Yes, watts are watts. I admit I wouldn't know how to design a transformer to carry 1kVA, whether it was at 50 Hz or 50 kHz. I know there would be saturation current to consider, and primary and secondary Henry value, and metal mass, and type of metal, etc.

We can see that SPWM is an alluring concept to so many people who want to make their own step-up inverter.

Evidently SPWM it must offer several advantages. Because there are not many people coming here saying 'I want to build a big, bulky inverter with a 50 Hz transformer, like commercial units made decades ago.'
 

What you call SPWM can only be applied only in two ways to enact an inverter, 1) to a set of 4 fets running off a 350V bus, to provide the desired Vac out, needs to be filtered to remove the sw freq, and,
2) on a low volt set of fets intended to drive a transformer to get 230Vac (for eg) at 50/60Hz, filtering still needed somewhere, either LV side or HV side.
If the latter then the Tx needs to rated as for a normal mains Tx + the sw losses it will incur.

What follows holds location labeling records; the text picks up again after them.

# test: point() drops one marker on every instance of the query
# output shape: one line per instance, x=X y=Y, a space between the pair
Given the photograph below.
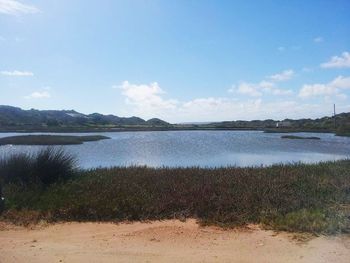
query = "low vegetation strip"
x=50 y=139
x=299 y=197
x=293 y=137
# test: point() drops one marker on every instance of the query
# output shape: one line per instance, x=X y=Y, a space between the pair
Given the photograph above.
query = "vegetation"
x=16 y=119
x=293 y=137
x=50 y=139
x=313 y=198
x=46 y=167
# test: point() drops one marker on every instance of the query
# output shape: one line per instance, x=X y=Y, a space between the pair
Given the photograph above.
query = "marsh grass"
x=307 y=198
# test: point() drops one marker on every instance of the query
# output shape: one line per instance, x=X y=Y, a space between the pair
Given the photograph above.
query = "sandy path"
x=166 y=241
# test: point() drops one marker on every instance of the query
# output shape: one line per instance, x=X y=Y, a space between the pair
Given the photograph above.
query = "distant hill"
x=16 y=117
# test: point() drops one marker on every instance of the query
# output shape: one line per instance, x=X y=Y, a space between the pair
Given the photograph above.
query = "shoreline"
x=165 y=241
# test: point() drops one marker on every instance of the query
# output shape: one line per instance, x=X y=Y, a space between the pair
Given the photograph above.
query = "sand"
x=164 y=241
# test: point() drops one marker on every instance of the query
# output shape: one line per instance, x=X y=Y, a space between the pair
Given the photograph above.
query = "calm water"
x=200 y=148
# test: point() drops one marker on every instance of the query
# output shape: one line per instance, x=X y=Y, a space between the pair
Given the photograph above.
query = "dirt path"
x=165 y=241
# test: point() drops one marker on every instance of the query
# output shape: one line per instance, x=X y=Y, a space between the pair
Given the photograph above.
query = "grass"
x=301 y=197
x=50 y=139
x=293 y=137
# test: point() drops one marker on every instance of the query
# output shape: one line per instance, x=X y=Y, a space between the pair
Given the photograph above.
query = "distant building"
x=283 y=124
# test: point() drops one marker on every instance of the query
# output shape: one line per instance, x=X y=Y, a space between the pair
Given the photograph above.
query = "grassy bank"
x=312 y=198
x=50 y=139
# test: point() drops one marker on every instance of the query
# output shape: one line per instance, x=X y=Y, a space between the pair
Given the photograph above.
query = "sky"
x=178 y=60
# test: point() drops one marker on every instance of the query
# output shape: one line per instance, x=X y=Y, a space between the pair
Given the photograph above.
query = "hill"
x=16 y=118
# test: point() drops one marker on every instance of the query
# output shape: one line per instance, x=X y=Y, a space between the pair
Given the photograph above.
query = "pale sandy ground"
x=165 y=241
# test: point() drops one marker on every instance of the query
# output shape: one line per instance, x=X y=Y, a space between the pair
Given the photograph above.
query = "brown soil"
x=164 y=241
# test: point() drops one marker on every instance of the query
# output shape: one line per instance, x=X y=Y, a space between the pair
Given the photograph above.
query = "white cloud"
x=318 y=39
x=249 y=89
x=283 y=76
x=12 y=7
x=342 y=61
x=332 y=88
x=264 y=86
x=146 y=98
x=39 y=95
x=17 y=73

For 1) above some where a step up stage has been used to create the 350VDC

For 2) the mains Tx does the step up, many commercial inverters and grid tied inverters use a mains Tx this way.
 

1) to a set of 4 fets running off a 350V bus, to provide the desired Vac out, needs to be filtered to remove the sw freq, and,
2) on a low volt set of fets intended to drive a transformer to get 230Vac (for eg) at 50/60Hz

There have been posters who discussed building these topologies. I have run simulations and I agree they work.

Here is the simulation that demonstrates SPWM through a step-up transformer.

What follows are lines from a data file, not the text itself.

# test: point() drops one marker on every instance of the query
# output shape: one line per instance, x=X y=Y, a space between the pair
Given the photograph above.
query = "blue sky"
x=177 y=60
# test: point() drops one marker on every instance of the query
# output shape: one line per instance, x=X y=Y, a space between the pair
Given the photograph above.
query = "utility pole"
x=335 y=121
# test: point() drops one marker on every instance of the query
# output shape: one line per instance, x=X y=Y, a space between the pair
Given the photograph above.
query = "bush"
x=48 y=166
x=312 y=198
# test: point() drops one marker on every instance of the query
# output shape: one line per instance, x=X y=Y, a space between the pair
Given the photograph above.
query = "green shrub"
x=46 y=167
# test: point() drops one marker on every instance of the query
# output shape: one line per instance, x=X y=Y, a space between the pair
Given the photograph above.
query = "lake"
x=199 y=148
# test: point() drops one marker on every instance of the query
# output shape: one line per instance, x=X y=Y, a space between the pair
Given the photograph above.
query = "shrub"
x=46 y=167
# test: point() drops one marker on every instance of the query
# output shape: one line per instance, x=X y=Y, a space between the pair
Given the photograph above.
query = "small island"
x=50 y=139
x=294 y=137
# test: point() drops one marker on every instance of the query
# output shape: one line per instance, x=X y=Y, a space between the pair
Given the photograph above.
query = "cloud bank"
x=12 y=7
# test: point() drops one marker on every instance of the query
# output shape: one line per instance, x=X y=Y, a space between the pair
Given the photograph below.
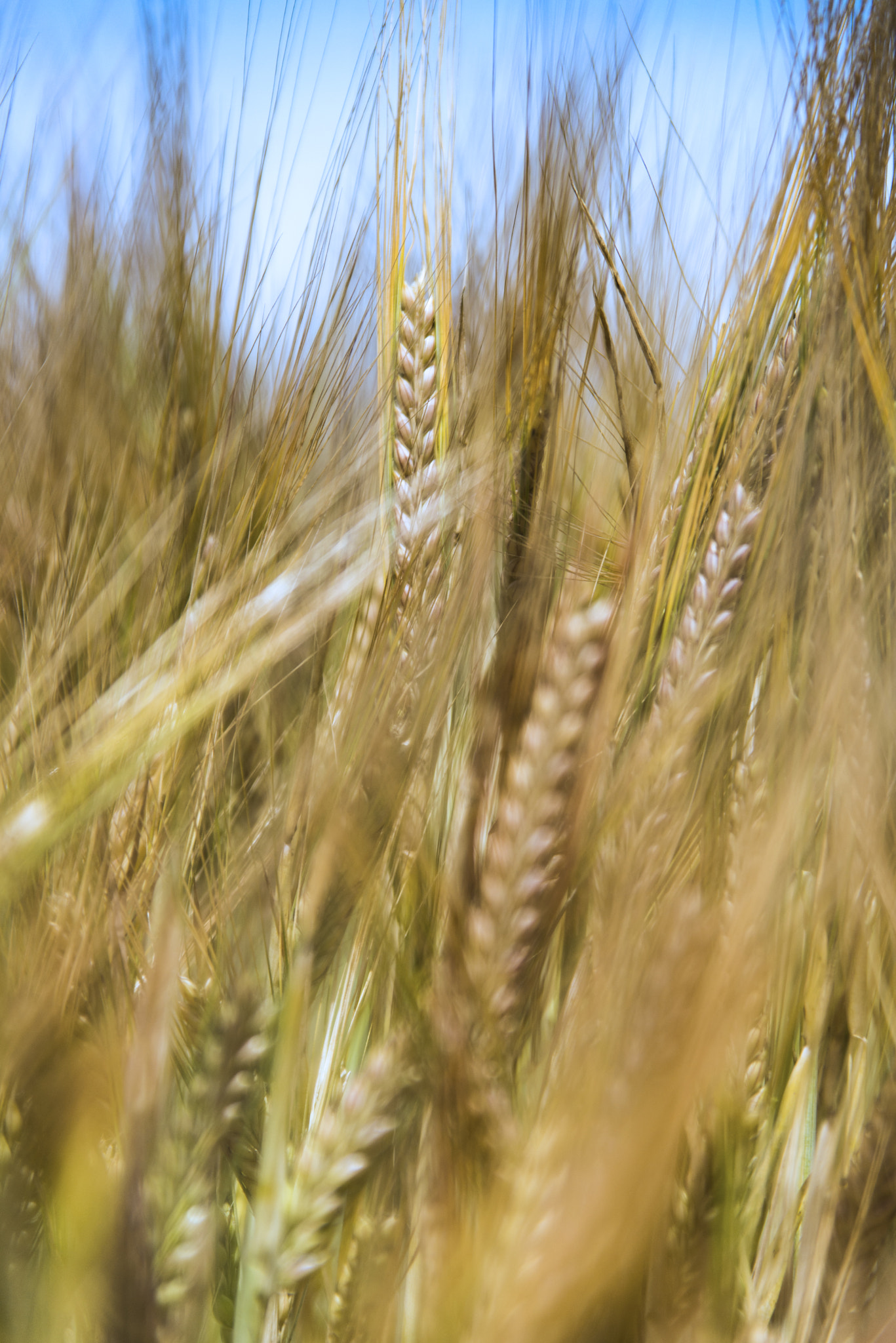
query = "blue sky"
x=720 y=69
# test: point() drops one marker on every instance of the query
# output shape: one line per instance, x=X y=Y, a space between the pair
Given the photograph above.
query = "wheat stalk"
x=528 y=860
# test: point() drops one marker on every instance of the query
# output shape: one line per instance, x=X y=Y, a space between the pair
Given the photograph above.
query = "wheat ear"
x=528 y=858
x=416 y=474
x=865 y=1211
x=339 y=1157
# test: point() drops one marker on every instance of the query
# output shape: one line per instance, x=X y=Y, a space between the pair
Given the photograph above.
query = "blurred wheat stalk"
x=446 y=881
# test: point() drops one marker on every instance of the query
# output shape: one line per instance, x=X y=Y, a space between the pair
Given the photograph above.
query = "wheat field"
x=448 y=834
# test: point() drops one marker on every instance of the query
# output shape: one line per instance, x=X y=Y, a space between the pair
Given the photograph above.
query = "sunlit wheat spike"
x=416 y=474
x=338 y=1158
x=362 y=1295
x=205 y=1129
x=528 y=858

I chose a low carrier frequency so that the waveforms are obvious.

The primary has a small Henry value.

The Ampere waveform going through the primary is of interest. It is a sinewave with spikes superimposed on it. They take on the SPWM pattern.

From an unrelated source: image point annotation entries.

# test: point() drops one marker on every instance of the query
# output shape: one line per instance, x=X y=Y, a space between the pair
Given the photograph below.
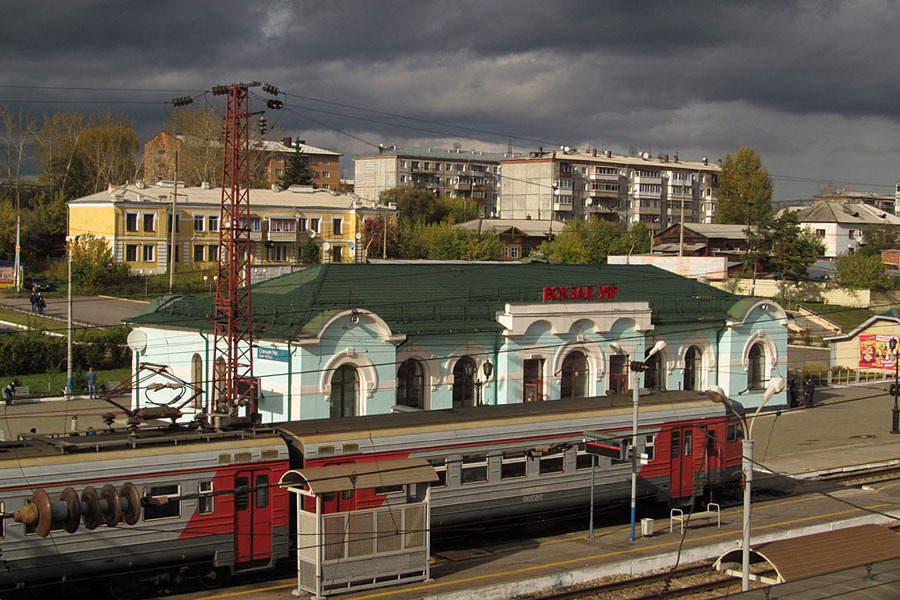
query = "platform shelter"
x=344 y=545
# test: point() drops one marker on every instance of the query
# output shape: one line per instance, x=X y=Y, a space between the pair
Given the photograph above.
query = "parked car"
x=37 y=284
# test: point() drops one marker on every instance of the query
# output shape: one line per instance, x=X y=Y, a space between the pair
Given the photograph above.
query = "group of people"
x=809 y=392
x=38 y=304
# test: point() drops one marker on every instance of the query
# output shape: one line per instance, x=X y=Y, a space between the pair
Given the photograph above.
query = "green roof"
x=441 y=297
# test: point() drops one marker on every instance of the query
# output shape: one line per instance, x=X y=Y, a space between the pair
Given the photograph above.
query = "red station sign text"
x=580 y=292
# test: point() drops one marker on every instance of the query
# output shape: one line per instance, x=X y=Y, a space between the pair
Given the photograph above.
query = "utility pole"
x=172 y=228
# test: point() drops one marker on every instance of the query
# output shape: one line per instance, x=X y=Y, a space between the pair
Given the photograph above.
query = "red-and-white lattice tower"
x=233 y=320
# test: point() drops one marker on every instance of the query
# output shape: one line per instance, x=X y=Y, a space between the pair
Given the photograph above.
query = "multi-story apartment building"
x=159 y=161
x=470 y=174
x=136 y=220
x=568 y=184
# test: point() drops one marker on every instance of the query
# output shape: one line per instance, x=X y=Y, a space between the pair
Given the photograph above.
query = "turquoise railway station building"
x=358 y=339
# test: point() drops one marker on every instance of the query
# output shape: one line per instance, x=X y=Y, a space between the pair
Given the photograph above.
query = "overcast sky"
x=813 y=86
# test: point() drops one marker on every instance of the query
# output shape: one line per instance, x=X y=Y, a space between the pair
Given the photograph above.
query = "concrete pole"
x=747 y=456
x=69 y=328
x=635 y=397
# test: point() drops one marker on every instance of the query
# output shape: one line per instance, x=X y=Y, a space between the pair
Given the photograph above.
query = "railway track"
x=681 y=583
x=862 y=477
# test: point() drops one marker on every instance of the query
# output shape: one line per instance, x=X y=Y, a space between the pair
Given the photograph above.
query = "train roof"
x=503 y=417
x=152 y=440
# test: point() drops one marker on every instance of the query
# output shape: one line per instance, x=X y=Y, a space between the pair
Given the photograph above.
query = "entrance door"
x=253 y=518
x=682 y=479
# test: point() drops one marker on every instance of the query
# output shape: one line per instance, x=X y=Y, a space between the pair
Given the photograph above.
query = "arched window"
x=574 y=382
x=756 y=372
x=693 y=369
x=220 y=381
x=344 y=391
x=654 y=379
x=463 y=382
x=197 y=381
x=411 y=384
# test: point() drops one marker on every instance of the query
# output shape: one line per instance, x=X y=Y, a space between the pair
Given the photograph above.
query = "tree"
x=297 y=172
x=856 y=270
x=881 y=237
x=781 y=246
x=745 y=191
x=15 y=133
x=93 y=265
x=592 y=241
x=81 y=155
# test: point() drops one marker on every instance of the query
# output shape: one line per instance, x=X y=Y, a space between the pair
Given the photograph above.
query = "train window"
x=513 y=465
x=163 y=502
x=440 y=468
x=205 y=502
x=241 y=493
x=474 y=468
x=552 y=463
x=262 y=491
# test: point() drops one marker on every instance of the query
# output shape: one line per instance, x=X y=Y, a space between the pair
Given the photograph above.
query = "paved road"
x=90 y=310
x=55 y=416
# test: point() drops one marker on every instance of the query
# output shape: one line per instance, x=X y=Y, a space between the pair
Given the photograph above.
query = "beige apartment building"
x=159 y=161
x=567 y=184
x=470 y=174
x=135 y=219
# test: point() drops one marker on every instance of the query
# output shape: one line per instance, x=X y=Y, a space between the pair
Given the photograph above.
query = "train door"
x=253 y=518
x=682 y=461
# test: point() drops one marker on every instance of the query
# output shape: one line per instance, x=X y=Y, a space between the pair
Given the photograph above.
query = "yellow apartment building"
x=135 y=219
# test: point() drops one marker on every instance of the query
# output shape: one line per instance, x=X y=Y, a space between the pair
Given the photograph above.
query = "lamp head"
x=618 y=349
x=488 y=368
x=776 y=385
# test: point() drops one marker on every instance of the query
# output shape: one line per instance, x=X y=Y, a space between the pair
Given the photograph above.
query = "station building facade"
x=340 y=339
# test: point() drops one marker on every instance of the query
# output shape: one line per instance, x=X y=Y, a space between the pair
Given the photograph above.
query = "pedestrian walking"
x=91 y=378
x=810 y=391
x=8 y=392
x=793 y=392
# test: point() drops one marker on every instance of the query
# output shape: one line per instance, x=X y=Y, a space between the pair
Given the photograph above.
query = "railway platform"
x=848 y=429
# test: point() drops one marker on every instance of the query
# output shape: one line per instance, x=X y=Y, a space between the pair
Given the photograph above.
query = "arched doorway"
x=344 y=391
x=574 y=381
x=463 y=383
x=756 y=371
x=693 y=365
x=411 y=384
x=197 y=381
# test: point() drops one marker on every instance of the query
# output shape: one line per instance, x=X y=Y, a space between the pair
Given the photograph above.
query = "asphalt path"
x=87 y=310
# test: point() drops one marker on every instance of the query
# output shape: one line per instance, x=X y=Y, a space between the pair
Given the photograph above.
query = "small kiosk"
x=362 y=525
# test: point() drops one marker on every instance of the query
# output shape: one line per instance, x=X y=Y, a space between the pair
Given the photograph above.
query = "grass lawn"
x=42 y=384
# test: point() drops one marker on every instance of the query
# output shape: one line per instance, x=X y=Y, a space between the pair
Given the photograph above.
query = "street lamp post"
x=895 y=389
x=717 y=394
x=634 y=368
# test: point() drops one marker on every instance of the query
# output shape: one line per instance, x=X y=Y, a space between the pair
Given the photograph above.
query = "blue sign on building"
x=279 y=354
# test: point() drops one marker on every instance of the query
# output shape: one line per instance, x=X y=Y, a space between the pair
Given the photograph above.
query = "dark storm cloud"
x=700 y=77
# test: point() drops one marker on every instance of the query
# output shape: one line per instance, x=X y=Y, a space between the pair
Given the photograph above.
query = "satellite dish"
x=137 y=340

As it is, however, the spikes make it necessary to have a higher saturation current.

The spikes would be less prominent if the primary inductance were greater. The transformer could get by with a lower saturation current.

I wouldn't present it as an optimum design, but I believe I remember one or more posters who built (or thought they could build) an inverter something like this. The idea is just too appealing, to think it might permit us to make the transformer smaller.

I could be wrong.
 

It is tempting to think you can use a smaller transformer, but of course you can't get 50/60Hz out of a small switch-mode type Tx, the average volt seconds over one half cycle dictate the turns and core size, when this is 8.333 or 10mS you are stuck with iron & Cu.
There is one partial exception, say you have a forward converter (or any converter really) and you modulate the output so that it makes positive half sine waves at its o/p, 0 - 325 - 0 - 325...etc then feed this to an H bridge and use the switches to "unfold" this to your load (the mains) so that it matches the mains polarity. This is what Enphase do in their 250W micro-inverters, they use a very high efficiency resonant flyback to generate the "rectified" sine o/p....and 4 x igbt's to unfold it to the mains...
 


I am experimenting with a simulator, to find an efficient method to apply the concept. It looks like it could be a way to avoid the large bulky transformer/ inductor.